Violenza sulle donne: leggi regionali non bastano, serve impegno nazionale
(Articolo di Elena Leoparco tratto dal sito http://www.helpconsumatori.it/diritti/violenza-sulle-donne-le-leggi-regionali-non-bastano-piu-serve-impegno-nazionale/92172 del 04 marzo 2015)
Sono 14 milioni gli atti di violenza (dallo schiaffo allo stupro) che si consumano contro le donne in un anno; quasi 1 milione le vittime. In media ogni 3 giorni una donna viene uccisa dal partner, dall’ex o da un familiare. Di tutte queste vittime, solo il 7,2% denuncia l’accaduto. Il resto rimane nell’ombra, in silenzio. Un silenzio che costa 17 miliardi di euro, l’equivalente di una strage in cui perdono la vita 11.000 persone: una parte di questo importo serve a coprire le spese di mantenimento e gestione dei servizi correlati al fenomeno (2,3miliardi) e la restante parte (14 miliardi) copre i costi della sofferenza umana.
Le cifre citate fanno parte di alcuni lavori di ricerca realizzati pochi anni fa da We World, Ong impegnata da anni nell’ambito della difesa dei diritti dei minori e delle donne. Oggi,nel corso di una conferenza aperta a istituzioni e rappresentanti della società civile, l’Organizzazione ha cercato di fare il punto sull’aspetto normativo che disciplina la violenza sulle donne, presentando i risultati di un’indagine comparativa sulle leggi regionali emanate nel corso degli anni dalle Amministrazioni locali.
Nonostante infatti nel nostro Paese non ci sia ancora una legge nazionale che affronti i vari aspetti del problema, dalla fine degli anni ’80 ad oggi, le regioni hanno svolto un efficace ruolo suppletivo cercando di garantire, nei limiti delle loro possibilità (anche economiche), prevenzione e assistenza sul tema.
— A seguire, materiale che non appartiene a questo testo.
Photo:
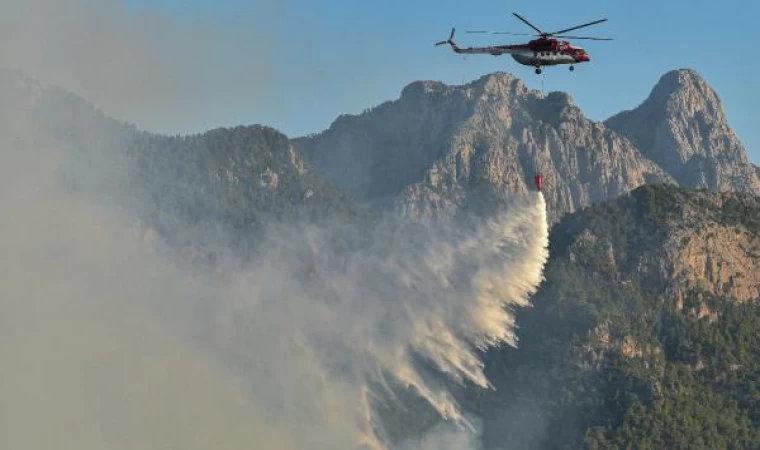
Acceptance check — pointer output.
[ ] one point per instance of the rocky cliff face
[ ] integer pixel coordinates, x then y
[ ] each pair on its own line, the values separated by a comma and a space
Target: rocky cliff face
439, 149
682, 127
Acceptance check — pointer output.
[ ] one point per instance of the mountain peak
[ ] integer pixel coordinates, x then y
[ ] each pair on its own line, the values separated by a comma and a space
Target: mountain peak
682, 127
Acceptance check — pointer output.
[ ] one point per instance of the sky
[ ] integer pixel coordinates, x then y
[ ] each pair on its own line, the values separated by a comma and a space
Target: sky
297, 65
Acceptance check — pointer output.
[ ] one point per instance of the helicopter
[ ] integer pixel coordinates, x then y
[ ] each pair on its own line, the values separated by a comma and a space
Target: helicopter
544, 51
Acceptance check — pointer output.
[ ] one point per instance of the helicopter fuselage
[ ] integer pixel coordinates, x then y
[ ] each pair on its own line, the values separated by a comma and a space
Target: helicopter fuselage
536, 53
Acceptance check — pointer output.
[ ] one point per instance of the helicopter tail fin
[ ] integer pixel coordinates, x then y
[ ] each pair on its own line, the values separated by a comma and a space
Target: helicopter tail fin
449, 41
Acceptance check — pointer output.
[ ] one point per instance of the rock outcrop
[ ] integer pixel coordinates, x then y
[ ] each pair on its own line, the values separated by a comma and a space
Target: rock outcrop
439, 149
682, 127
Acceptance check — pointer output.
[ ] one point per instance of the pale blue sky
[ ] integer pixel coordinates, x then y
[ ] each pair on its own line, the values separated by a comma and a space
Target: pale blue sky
328, 57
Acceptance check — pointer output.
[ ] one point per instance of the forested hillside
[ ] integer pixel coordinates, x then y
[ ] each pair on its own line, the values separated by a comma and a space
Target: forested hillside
624, 350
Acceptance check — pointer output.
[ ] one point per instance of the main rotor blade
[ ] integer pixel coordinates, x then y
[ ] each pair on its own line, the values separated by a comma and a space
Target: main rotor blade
499, 32
584, 37
528, 23
579, 26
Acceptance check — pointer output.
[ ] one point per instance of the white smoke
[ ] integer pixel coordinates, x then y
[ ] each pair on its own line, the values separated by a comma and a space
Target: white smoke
111, 342
376, 312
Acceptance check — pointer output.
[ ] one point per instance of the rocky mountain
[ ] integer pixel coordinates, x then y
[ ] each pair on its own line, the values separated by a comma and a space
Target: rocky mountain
644, 331
682, 127
440, 149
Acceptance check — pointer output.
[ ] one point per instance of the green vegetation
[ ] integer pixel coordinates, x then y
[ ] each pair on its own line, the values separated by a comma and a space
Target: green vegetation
612, 362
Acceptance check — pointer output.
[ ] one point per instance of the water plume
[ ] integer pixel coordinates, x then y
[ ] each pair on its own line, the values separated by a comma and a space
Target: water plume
111, 340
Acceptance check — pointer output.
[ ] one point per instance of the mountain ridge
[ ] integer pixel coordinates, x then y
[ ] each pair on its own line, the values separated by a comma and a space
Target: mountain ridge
487, 138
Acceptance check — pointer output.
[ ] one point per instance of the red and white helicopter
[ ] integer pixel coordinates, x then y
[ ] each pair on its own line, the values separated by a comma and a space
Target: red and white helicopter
544, 51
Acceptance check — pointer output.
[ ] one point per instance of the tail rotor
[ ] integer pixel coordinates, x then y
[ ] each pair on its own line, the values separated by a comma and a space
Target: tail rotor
449, 41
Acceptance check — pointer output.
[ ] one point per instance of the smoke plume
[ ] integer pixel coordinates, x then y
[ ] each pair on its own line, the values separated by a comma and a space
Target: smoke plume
111, 341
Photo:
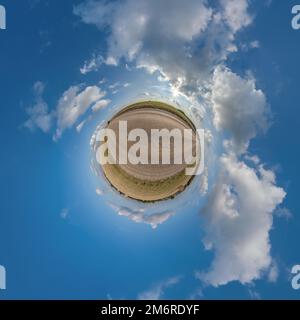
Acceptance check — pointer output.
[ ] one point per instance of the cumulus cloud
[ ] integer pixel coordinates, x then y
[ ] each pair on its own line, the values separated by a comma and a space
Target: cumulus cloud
238, 218
188, 44
39, 116
157, 291
138, 216
101, 104
238, 107
183, 42
73, 104
92, 65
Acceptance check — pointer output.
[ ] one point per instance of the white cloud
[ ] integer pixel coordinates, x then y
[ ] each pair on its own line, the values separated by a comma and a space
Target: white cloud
183, 41
157, 291
39, 116
273, 272
73, 104
236, 14
238, 107
238, 219
64, 213
101, 104
138, 216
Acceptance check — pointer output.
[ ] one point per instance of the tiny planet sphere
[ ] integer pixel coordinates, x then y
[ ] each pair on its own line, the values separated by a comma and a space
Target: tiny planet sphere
151, 182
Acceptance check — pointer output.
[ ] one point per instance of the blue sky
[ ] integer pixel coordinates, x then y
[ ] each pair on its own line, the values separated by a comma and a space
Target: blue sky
90, 252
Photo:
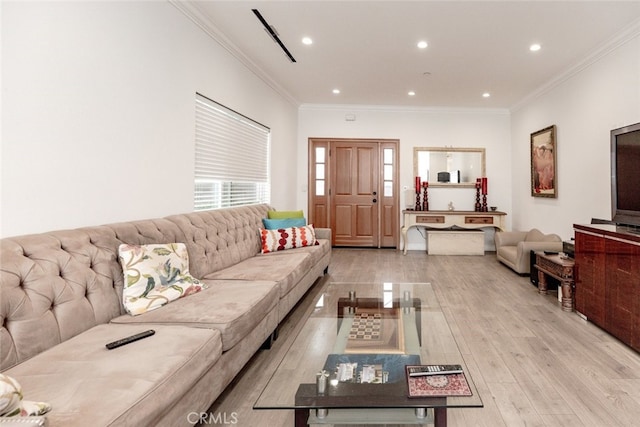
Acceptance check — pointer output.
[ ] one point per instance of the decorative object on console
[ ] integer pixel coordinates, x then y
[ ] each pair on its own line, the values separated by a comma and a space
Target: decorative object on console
425, 197
543, 163
155, 275
418, 206
12, 404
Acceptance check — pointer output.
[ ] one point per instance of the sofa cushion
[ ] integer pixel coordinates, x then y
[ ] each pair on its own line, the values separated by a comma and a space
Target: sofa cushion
274, 224
131, 385
287, 238
155, 275
284, 214
233, 307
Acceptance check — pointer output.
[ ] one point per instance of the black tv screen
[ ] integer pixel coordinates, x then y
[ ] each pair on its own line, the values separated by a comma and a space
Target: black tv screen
625, 174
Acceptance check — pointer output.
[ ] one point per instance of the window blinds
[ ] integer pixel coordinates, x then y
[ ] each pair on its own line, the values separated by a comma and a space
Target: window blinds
231, 158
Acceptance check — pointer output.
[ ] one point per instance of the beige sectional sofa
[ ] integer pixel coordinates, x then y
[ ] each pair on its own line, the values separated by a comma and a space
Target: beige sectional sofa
61, 302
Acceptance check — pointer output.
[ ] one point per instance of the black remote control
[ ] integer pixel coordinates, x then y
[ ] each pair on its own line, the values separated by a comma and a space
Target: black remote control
130, 339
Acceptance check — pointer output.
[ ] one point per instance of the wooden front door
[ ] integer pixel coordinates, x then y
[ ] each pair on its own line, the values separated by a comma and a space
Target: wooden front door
353, 190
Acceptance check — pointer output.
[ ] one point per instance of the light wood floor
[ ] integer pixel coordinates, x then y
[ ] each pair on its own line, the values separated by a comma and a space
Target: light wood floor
533, 364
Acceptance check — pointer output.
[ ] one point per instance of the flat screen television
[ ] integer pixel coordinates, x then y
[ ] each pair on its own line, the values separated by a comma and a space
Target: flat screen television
625, 175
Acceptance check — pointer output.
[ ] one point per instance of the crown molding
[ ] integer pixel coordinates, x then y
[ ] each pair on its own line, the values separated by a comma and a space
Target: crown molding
195, 14
624, 36
402, 109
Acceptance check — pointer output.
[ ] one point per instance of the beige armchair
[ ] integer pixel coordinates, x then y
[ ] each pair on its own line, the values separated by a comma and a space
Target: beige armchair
513, 247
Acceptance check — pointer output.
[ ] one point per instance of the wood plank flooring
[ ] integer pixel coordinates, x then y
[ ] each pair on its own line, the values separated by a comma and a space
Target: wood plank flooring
533, 364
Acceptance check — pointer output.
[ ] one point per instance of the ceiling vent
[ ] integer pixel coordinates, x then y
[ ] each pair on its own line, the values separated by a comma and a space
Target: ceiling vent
271, 30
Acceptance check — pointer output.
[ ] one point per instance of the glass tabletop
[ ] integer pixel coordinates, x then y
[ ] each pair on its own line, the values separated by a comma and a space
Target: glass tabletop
353, 348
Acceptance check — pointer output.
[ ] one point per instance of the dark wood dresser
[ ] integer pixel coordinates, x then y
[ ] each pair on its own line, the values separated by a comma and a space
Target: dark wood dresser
607, 279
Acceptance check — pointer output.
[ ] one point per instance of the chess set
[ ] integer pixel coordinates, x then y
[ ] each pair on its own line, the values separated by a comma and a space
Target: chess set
375, 330
366, 326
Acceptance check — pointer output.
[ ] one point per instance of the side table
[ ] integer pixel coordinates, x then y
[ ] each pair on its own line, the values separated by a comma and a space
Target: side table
559, 268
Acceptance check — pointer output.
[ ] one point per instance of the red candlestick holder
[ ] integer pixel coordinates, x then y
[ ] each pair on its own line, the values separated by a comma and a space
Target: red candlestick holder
425, 196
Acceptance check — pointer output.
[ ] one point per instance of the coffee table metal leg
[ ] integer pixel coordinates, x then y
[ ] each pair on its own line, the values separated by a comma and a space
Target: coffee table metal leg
301, 417
440, 417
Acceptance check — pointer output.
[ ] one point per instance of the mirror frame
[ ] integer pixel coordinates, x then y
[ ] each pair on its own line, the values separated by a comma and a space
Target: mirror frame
480, 151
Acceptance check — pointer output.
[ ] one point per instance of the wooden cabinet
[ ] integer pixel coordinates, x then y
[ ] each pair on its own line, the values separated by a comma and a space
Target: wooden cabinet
590, 276
608, 279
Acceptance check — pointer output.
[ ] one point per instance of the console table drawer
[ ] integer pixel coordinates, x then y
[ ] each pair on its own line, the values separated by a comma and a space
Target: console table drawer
439, 219
478, 220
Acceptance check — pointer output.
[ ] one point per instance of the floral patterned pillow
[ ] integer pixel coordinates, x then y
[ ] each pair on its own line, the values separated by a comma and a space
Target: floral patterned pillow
155, 275
287, 238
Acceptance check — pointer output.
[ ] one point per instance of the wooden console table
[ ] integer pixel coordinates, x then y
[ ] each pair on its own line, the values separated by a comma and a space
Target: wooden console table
558, 268
447, 219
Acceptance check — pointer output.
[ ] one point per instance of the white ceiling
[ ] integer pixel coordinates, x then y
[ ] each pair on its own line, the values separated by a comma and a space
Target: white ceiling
368, 49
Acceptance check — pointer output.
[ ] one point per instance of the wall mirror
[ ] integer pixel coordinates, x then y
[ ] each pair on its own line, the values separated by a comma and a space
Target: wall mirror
448, 166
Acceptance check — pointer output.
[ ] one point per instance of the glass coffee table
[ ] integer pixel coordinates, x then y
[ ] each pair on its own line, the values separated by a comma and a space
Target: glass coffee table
347, 363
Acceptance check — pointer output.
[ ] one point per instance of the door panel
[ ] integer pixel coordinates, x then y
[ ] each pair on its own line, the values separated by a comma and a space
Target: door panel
353, 173
353, 187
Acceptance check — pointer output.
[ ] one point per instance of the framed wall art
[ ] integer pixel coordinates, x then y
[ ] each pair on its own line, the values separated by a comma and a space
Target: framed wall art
543, 163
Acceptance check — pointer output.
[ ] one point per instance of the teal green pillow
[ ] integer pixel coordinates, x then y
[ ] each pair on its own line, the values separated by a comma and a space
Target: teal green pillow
285, 214
276, 224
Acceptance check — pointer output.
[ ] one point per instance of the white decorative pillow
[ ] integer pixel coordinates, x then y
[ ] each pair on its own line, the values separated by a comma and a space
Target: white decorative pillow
12, 403
287, 238
155, 275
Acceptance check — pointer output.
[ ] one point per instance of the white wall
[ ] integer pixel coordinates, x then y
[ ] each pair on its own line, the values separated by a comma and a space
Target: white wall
423, 128
585, 106
98, 112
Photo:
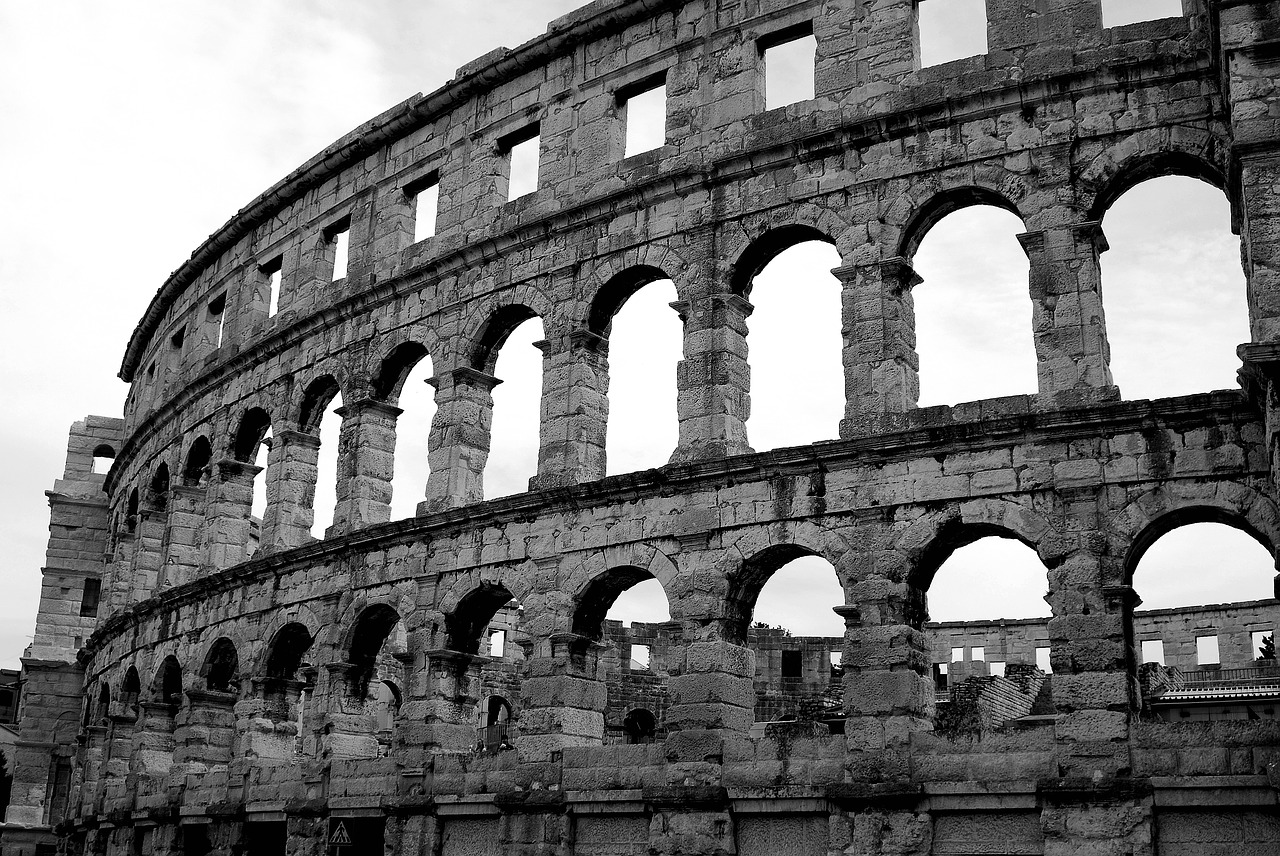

La ricerca evidenzia 3 fasi in cui possono essere classificati gli interventi legislativi (la prima dal 1989 al 1999, la seconda dal 2000 al 2013 e la terza dal 2014 ad oggi) e mette in risalto la naturale evoluzione che questi hanno subito anche a seguito dei dettami di livello internazionale sull’argomento (piattaforma di Pechino e Convenzione di Istanbul, ad esempio).
Si riscontrano analogie anche nell’impianto delle leggi stesse: la maggior parte ha una prima parte dedicata a principi e definizioni, poi si passa agli ambiti di intervento e infine agli strumenti di policy. Molte le best practice realizzate nel corso del tempo con rilevanti risultati.
“L’esistenza di questo articolato intervento legislativo, con il suo complesso di servizi regionali, comunali e del terzo settore, testimonia il bisogno quanto mai urgente di provvedere a mettere in atto una strategia nazionale d’intervento per contrastare la violenza sulle donne” dichiara il Presidente di We World, Marco Chiesara.”Non é ammisibile che in Italia ci sia ancora 1 persona su 5 che considera ammissibile l’insulto a sfondo sessuale rivolto ad una donna, né si può tollerare che 1 persona su 3 ritenga che non si debba parlare pubblicamente della violenza”, continua Chiesara e aggiunge “bisogna prendere atto che si tratta di un fenomeno trasversale che non riguarda solo le fasce piú povere dellas ocietà”. Attualmente, il Dipartimento per le Pari Opportunità della Presidenza del Consiglio dei Ministri sta per concludere il Piano nazionale Antiviolenza che, stando alla descrizione dell’Onorevole Giovanna Martelli, “agirà sulle questioni piú urgenti nell’ambito della prevenzione, della protezione e programmazione. E’ prevista la creazione di una banca dati nazionale sul fenomeno e conseguentemente la realizzazione di un osservatorio per monitorare le azioni svolte a livello locale”. “Ciò che é importante fare”, aggiunge Valeria Fedeli, Vice Presidente del Senato, “é riuscire a superare l’attuale frammentazione degli interventi e portare tutto nell’ambito di una strategia nazionale il piú possibile omogenea”.